The fix was a User-Agent filter — incoming requests get checked against a list of known bot patterns (around 20 and growing) and excluded from view counts. The crawlers still get their pages. We like being crawled and indexed. They just don't inflate anyone's dashboard anymore.
Two bugs, opposite directions. One gave us zero, the other gave us infinity. The real number was somewhere quietly in between.
Unique Visitors Without Fingerprinting
Raw page views are noisy. One person refreshing five times looks identical to five different readers. We wanted unique visitor counts, but browser fingerprinting — the technique where you combine screen resolution, installed fonts, timezone, and other browser quirks into a pseudo-identity — was exactly the kind of tracking we were trying to avoid.
Instead, visitor IPs get hashed with the current date and checked against a short-lived record. If the hash hasn't appeared today, it counts as a new unique visitor. The hash expires within 24 hours. Raw IPs are never stored anywhere. There's no way to reconstruct who visited what — just a daily tally of distinct visitors.
It's less precise than cookies. Someone switching between their phone and laptop counts twice. Coworkers behind a shared office IP might get merged into one. For a blog's purposes, that margin of error is perfectly acceptable. You want to know "roughly 200 people read this," not "exactly 187 unique sessions with a 99.7% confidence interval."
The Dashboard
Four headline numbers greet you: page views and unique visitors, each for the last 7 and 30 days. Below that, a daily bar chart plotting both metrics over time. And a ranked list of your top-performing posts.

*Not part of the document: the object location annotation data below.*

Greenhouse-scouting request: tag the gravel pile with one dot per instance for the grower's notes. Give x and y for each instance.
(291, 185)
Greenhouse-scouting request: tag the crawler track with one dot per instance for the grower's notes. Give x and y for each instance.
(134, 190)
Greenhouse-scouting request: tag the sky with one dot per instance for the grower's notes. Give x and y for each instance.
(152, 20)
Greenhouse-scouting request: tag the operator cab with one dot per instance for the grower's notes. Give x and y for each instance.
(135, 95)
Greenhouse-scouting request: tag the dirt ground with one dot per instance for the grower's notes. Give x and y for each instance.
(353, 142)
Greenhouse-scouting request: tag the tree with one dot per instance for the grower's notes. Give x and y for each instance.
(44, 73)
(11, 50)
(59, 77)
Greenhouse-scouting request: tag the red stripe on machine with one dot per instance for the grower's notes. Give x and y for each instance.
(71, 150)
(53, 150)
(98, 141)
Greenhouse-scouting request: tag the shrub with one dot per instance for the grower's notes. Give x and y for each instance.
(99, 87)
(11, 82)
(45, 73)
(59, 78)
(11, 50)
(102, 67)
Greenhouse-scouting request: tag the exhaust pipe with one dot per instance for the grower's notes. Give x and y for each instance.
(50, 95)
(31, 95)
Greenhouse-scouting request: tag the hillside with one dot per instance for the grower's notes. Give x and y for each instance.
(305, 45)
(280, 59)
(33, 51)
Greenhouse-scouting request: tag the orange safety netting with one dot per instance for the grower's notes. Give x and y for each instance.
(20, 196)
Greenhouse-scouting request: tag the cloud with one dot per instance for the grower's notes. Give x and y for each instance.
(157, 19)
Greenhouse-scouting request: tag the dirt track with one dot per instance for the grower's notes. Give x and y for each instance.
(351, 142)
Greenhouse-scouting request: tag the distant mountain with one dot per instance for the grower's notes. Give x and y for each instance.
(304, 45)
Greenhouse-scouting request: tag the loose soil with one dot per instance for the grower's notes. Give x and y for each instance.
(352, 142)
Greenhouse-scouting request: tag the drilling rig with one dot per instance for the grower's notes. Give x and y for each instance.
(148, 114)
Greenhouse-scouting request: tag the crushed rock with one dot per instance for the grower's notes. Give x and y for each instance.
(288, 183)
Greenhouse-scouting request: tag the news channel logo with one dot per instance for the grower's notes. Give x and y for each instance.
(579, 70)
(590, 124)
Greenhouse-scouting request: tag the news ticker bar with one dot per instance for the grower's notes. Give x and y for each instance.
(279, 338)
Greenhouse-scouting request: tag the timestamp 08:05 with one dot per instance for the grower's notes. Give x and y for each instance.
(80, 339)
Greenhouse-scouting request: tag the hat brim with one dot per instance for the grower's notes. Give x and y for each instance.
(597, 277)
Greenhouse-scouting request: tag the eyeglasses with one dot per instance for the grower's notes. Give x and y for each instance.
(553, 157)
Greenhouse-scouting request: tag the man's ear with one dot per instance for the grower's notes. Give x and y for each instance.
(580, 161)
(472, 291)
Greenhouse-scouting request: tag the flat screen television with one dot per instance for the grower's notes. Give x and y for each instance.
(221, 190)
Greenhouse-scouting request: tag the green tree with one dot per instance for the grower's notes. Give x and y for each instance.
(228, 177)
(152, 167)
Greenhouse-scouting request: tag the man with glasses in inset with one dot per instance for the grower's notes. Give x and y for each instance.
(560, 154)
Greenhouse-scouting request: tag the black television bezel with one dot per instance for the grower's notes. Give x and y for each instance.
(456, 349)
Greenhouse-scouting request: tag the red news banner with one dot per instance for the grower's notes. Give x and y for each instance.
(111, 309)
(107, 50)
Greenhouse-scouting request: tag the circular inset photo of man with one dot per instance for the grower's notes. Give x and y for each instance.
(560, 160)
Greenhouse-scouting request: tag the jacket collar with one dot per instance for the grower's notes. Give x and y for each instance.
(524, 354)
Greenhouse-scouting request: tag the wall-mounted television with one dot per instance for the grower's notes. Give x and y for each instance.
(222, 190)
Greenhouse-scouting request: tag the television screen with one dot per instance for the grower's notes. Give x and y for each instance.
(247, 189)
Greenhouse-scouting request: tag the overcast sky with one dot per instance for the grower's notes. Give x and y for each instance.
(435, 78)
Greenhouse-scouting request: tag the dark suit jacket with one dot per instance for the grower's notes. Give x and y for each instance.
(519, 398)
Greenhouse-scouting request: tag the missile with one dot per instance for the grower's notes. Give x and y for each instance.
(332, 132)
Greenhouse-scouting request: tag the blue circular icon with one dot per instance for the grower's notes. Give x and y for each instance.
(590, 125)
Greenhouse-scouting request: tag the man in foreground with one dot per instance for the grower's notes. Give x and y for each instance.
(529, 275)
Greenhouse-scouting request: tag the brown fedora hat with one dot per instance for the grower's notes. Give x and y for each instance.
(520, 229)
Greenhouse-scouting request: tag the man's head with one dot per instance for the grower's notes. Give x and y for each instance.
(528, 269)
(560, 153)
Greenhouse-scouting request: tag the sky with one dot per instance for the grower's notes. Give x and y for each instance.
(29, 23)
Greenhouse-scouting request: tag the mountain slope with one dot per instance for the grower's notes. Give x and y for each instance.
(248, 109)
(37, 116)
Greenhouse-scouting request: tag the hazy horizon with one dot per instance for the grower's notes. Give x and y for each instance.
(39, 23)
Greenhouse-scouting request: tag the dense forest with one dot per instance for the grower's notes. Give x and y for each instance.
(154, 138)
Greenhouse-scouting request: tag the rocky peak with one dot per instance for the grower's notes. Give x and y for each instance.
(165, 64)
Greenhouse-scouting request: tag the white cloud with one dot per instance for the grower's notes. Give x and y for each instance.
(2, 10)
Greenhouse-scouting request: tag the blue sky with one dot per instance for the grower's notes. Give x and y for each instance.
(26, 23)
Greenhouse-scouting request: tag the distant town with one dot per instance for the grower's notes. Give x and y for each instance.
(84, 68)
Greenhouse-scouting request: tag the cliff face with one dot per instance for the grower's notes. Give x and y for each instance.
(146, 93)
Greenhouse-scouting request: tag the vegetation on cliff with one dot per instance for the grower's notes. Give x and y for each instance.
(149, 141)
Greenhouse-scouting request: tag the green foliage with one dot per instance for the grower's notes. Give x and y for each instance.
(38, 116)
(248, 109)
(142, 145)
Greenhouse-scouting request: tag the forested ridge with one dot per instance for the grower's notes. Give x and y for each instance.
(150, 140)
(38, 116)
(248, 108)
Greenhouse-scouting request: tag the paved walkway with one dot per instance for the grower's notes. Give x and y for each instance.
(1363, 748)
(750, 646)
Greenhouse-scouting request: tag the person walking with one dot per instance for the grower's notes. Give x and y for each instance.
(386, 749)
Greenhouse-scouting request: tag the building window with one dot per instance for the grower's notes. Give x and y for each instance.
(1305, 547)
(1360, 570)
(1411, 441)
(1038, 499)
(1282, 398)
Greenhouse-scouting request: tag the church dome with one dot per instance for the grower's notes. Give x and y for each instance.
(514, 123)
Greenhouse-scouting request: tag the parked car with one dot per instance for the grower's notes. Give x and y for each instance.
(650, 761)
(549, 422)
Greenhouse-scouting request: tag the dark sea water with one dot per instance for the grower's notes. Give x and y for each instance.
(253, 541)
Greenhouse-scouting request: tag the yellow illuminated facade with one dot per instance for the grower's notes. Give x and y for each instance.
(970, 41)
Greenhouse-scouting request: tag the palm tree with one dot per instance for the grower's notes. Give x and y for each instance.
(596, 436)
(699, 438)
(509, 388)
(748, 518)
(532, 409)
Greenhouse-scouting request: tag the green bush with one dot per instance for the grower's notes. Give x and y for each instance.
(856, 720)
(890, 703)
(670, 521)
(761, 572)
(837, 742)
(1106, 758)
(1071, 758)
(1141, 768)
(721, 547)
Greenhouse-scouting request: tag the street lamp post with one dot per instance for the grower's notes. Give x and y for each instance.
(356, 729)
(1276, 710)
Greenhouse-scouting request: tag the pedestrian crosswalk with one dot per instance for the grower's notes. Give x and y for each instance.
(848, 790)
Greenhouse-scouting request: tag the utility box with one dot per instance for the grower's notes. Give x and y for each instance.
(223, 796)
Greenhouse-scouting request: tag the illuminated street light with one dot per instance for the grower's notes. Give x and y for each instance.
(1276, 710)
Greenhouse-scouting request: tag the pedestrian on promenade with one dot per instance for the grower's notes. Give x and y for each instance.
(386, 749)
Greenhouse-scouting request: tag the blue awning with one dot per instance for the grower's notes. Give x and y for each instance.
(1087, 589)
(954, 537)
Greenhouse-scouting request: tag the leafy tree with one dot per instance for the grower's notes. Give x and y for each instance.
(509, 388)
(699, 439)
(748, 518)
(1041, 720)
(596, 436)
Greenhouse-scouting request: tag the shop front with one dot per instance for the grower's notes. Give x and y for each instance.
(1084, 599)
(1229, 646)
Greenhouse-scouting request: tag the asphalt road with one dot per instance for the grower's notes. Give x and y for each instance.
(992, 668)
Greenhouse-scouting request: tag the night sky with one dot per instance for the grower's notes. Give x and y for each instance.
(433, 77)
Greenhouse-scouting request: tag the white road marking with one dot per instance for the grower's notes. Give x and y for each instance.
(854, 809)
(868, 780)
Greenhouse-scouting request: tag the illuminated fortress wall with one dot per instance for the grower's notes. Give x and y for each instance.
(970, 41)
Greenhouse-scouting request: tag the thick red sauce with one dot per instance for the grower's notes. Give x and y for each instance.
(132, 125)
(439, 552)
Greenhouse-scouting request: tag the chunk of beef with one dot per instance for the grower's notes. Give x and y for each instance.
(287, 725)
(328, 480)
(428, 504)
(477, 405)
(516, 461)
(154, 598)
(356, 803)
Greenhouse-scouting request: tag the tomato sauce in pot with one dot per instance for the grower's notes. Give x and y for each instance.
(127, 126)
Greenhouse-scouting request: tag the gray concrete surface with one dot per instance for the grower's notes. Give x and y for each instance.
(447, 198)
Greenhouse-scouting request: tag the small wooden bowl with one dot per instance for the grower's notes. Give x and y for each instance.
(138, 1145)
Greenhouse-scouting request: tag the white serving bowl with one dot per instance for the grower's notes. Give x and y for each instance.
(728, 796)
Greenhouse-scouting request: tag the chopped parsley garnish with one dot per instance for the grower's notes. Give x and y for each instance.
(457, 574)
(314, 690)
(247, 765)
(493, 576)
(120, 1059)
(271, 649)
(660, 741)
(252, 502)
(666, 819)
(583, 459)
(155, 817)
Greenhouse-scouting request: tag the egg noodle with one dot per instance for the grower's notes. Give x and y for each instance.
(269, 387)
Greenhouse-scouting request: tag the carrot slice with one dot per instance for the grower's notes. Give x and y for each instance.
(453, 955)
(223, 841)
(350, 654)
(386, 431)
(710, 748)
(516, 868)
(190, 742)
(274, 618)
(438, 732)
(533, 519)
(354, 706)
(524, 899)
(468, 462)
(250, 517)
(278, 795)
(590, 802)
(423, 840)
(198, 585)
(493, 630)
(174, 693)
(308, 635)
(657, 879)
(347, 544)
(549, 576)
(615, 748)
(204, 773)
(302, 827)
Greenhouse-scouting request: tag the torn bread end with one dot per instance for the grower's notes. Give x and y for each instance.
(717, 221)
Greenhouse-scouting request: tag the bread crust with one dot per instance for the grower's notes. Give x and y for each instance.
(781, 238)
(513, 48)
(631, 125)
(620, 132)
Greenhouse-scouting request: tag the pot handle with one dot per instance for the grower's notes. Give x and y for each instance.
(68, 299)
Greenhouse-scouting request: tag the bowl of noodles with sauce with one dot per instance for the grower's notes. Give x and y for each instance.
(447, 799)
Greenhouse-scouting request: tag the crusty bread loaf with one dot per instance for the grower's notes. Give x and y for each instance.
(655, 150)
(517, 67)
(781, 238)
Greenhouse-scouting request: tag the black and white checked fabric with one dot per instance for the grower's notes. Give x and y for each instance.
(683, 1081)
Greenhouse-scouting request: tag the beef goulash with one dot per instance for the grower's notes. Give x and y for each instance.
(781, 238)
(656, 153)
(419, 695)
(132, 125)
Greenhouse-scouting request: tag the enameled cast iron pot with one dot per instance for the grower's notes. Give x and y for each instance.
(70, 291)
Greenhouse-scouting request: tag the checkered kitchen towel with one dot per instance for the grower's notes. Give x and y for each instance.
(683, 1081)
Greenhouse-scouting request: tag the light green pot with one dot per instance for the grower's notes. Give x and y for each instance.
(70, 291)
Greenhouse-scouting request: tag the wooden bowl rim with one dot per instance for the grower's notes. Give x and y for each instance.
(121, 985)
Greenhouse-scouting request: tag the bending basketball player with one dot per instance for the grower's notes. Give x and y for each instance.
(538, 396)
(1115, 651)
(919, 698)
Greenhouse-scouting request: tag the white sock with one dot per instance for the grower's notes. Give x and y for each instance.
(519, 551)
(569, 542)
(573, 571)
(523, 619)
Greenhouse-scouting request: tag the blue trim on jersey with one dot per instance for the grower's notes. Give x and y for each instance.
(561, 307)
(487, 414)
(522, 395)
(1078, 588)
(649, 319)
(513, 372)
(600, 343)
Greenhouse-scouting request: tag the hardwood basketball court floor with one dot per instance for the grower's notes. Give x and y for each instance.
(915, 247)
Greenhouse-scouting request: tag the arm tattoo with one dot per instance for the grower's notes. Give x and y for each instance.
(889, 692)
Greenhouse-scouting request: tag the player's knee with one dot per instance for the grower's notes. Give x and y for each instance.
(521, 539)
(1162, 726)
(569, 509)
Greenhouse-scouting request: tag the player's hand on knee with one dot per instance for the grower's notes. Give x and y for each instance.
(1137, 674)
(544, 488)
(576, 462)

Click into any individual post to see its own view history — handy for spotting the moment something gets picked up by a newsletter or starts ranking in search results.
Higher-tier plans unlock additional dimensions: traffic sources parsed from Referer headers (direct visits, search engines, social platforms, and increasingly AI search tools), geographic distribution by country, and device type splits. The AI search referral data is one we're watching closely — as more readers discover blog content through tools like Perplexity, ChatGPT Search, and Google's AI overviews, that channel is becoming too significant for bloggers to fly blind on.
What We Chose Not to Build
No client-side tracking means certain features will never exist natively on Postlark. Session recordings, conversion funnels, real-time visitor maps, A/B testing integrations — all permanently off the table.
For a SaaS product optimizing signup flows, those are table stakes. For a blog, we think they're overkill. And bloggers who disagree aren't locked out — Postlark supports custom HTML injection, so you can drop in Google Analytics, Plausible, Fathom, or whatever you prefer. We just won't be the ones adding tracking scripts by default.
Every Postlark blog loads with zero tracking JavaScript out of the box. Readers get a fast, clean experience. Bloggers get the numbers that actually matter. And nobody has to click "Accept All Cookies."